No Brasil, o desemprego atinge 14 milhões de pessoas, o que representa uma taxa de 14,2%. O número é o novo recorde da série.

Afastamentos e home office

 

O levantamento aponta ainda que 17 mil pessoas estavam afastadas do trabalho em novembro por causa do distanciamento social. Em outubro, 20 mil pessoas estavam afastadas.

O maior número de afastamentos foi registrado em maio, atingindo 61 mil trabalhadores.

A pesquisa indicou ainda que o número de trabalhadores que estavam trabalhando remotamente em novembro se manteve o mesmo que em outubro, um total de 12 mil. O pico de acreanos em home office foi registrado também em maio, quando 17 mil trabalhadores estavam no regime.

Auxílio emergencial

 

O estudo mostra que em 133 mil domicílios do Acre ao menos uma pessoa recebeu o auxílio emergencial do governo federal em novembro. O número é seis mil a menos que o registrado em outubro, quando 139 domicílios tiveram pelo menos um beneficiado.

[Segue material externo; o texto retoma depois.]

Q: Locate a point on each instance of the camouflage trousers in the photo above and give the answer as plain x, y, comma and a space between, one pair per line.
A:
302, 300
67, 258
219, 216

A proporção de residências que recebeu algum auxílio relacionado à pandemia passou de 59,6% em outubro para 56,9% em novembro.

Pesquisa

 

Os dados são da última edição da PNAD Covid-19, lançada neste ano pelo IBGE para identificar os impactos da pandemia no mercado de trabalho e para quantificar as pessoas com sintomas associados à síndrome gripal no Brasil.

Apesar de também avaliar o mercado de trabalho, a Pnad Covid19 não é comparável aos dados da Pnad Contínua, que é usada como indicador oficial do desemprego no país.

Os dados da Pnad Contínua mais atuais são referentes ao trimestre terminado em setembro, quando o Acre atingiu taxa de desemprego recorde, de 17,1%, com cerca de 57 mil de pessoas em busca de uma oportunidade no mercado de trabalho.